C'est vraiment dur. J'entends des gens qui regardent le nombre relativement faible de personnes hospitalisées à Houston, ou le petit nombre de décès ici. Ils demandent si le coût de l'éloignement social en vaut la peine et si nous devons continuer à rester chez nous. Que leur diriez-vous?

Tout d'abord, je ne sais pas si nous connaissons vraiment le nombre de personnes dans ICUS ou de décès. Et rappelez-vous, nous avons encore deux semaines avant d'atteindre notre apogée. Nous ne sommes donc certainement pas sortis du bois.

                                                                S'il s'avère que les données ne sont pas aussi élevées que nous le pensions, la question se pose toujours: est-ce arrivé à cause de ce que nous avons fait? Ou malgré ce que nous avons fait?

                                                                Nous avons déjà discuté de Zika. J'ai rencontré le maire de Houston et j'ai fortement recommandé de nettoyer les pneus qui élèvent les moustiques Aedes Aegypti dans des endroits comme le cinquième quartier. Il l'a fait.

                                                                Ensuite, nous n'avions pas Zika. Est-ce à cause de ma recommandation? Nous n'en avons aucune idée. Vous ne pouvez pas prouver un négatif.

                                                                Mais d'après l'expérience que nous voyons ailleurs, nous savons que l'éloignement social est vraiment important pour les prochaines semaines.

Que pensez-vous d'autre de nos jours? Qu'est-ce que vous regardez?

Je me gratte vraiment la tête pour savoir à quoi ressembleront les deux et trois prochaines années. C'est un gros problème.

                                                                Nous avons également maintenant beaucoup entendu parler de la santé, du COVID-19 en tant que disparité en matière de santé parmi les communautés afro-américaines et hispaniques dans le sud des États-Unis. J'ai mis cela là-bas il y a près de trois semaines: ce sera un préoccupation. Et cela s'avère être le cas, malheureusement. Lutter contre cela à Houston va être très important.

Comment allez-vous personnellement?

Oh, nous nous accrochons là-dedans. Je passe beaucoup de temps à rédiger des documents et des documents liés à la mise en route de notre vaccin, et à rédiger également des documents de réflexion sur les caractéristiques idéales du vaccin et sur la façon dont nous faisons progresser le vaccin pour la santé mondiale.

                                                                J'essaie également de lever des fonds pour y arriver. Les développements de vaccins sont coûteux.

                                                                Et je parle aussi à des gens comme vous, pour faire passer le mot, afin que nous obtenions un bon message scientifique précis. Je vais sur CNN ou MSNBC et Fox News, et parfois je ne dis pas aux gens de bonnes nouvelles.

                                                                Je reçois un peu de recul de la part de gens que je connais depuis des années, des gens qui ne sont pas contents de ne pas peindre un tableau très rose des choses.

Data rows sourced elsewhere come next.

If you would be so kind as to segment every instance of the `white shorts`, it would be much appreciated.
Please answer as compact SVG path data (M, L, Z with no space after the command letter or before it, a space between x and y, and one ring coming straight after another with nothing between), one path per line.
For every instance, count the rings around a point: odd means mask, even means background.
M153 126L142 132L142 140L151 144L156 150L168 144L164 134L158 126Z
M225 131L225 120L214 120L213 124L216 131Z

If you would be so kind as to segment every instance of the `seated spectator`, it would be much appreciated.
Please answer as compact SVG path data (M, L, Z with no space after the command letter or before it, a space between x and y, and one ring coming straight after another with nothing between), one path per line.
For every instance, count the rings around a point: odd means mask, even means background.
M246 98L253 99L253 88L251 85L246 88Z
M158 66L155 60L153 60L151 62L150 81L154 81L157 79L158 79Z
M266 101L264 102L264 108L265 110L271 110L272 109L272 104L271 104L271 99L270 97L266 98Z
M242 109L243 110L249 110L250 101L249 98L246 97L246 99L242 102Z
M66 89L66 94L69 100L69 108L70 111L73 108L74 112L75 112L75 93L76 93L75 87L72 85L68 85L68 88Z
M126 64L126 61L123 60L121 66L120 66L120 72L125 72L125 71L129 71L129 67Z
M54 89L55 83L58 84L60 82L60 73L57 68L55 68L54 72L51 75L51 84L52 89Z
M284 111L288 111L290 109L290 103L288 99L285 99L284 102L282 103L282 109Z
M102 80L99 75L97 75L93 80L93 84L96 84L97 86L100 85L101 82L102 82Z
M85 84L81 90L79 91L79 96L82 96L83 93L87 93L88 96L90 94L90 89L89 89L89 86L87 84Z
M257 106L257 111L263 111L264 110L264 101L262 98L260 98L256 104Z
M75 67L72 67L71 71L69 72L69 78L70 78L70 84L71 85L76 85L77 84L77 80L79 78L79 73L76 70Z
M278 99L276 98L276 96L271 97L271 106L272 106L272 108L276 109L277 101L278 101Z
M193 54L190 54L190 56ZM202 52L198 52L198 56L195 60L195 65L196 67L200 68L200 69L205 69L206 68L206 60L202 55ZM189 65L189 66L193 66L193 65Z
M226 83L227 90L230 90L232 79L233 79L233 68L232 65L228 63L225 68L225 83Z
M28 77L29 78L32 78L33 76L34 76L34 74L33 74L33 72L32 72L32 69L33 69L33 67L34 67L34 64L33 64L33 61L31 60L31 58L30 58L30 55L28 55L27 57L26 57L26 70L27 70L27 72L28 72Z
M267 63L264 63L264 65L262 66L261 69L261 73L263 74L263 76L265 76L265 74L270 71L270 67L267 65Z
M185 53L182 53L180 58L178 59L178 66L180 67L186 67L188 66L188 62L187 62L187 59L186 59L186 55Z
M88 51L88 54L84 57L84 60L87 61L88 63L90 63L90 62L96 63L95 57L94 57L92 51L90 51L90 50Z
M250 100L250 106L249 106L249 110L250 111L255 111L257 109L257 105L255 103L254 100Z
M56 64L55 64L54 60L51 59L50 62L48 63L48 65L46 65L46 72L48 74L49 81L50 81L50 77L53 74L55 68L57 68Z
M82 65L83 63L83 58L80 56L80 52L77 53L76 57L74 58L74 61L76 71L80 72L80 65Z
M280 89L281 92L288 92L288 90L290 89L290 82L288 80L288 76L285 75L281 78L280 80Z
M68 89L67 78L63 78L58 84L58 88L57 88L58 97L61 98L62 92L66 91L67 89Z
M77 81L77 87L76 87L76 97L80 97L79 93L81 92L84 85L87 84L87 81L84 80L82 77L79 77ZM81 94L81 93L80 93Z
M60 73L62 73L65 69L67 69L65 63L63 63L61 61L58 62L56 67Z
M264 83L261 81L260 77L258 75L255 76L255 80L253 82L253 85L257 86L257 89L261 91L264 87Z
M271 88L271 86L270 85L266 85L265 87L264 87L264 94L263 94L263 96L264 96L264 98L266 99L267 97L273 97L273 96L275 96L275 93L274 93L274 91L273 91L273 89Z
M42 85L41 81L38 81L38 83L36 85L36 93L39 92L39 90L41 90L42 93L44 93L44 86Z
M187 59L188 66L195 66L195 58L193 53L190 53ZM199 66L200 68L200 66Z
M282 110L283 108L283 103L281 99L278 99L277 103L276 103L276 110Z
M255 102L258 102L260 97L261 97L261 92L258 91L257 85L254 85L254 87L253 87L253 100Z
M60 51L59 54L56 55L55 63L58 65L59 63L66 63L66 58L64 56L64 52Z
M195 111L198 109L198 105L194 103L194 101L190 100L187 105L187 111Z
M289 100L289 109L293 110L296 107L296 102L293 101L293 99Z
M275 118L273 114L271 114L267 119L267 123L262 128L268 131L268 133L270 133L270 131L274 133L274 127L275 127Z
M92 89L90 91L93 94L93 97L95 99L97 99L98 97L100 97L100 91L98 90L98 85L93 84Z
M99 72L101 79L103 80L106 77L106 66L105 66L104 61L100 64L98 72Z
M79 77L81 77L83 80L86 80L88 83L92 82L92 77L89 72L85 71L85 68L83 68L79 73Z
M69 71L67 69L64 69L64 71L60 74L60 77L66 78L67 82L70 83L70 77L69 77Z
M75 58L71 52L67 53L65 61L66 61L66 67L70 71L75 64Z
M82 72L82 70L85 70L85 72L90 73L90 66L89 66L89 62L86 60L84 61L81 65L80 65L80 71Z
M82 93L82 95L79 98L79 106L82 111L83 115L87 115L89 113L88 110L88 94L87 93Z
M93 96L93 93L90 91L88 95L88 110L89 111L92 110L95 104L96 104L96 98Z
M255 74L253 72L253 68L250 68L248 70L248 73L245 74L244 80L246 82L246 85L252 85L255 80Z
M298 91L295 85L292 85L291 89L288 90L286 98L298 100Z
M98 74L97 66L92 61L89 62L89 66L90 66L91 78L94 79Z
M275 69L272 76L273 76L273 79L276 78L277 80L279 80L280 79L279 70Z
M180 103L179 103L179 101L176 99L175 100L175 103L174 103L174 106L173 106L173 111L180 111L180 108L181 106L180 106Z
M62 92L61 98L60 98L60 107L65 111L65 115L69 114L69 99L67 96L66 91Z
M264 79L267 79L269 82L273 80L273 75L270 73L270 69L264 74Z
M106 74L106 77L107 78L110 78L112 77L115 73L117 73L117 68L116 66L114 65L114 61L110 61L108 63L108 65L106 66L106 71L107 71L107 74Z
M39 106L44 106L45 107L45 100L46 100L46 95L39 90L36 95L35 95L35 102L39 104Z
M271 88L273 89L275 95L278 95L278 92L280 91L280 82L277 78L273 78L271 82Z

                                                                Il m'a fallu du temps pour comprendre comment dire de vraies informations sans alarmer les gens. Je vire un peu trop sur le rose. Parfois, je vire un peu trop du côté obscur. Le meilleur critique de tous est ma femme, qui me le fait savoir.

Comment va-t-elle?

Je pense bien. Elle voit à quel point je suis stressée.

                                                                Ce n'est pas seulement moi - c'est tout notre groupe, et le Dr Maria Elena Bottazzi, ma partenaire scientifique depuis 20 ans. Je lui enverrai un texto à 4 heures du matin quand je me réveillerai et découvrirai qu'elle m'a déjà envoyé un texto à 3h30 du matin quand elle se réveillera. C'est fou. Je vais me réveiller au milieu de la nuit et envoyer un SMS, sans attendre de réponse le lendemain matin, et elle répond tout de suite.

                                                                Nous sommes tous sans sommeil.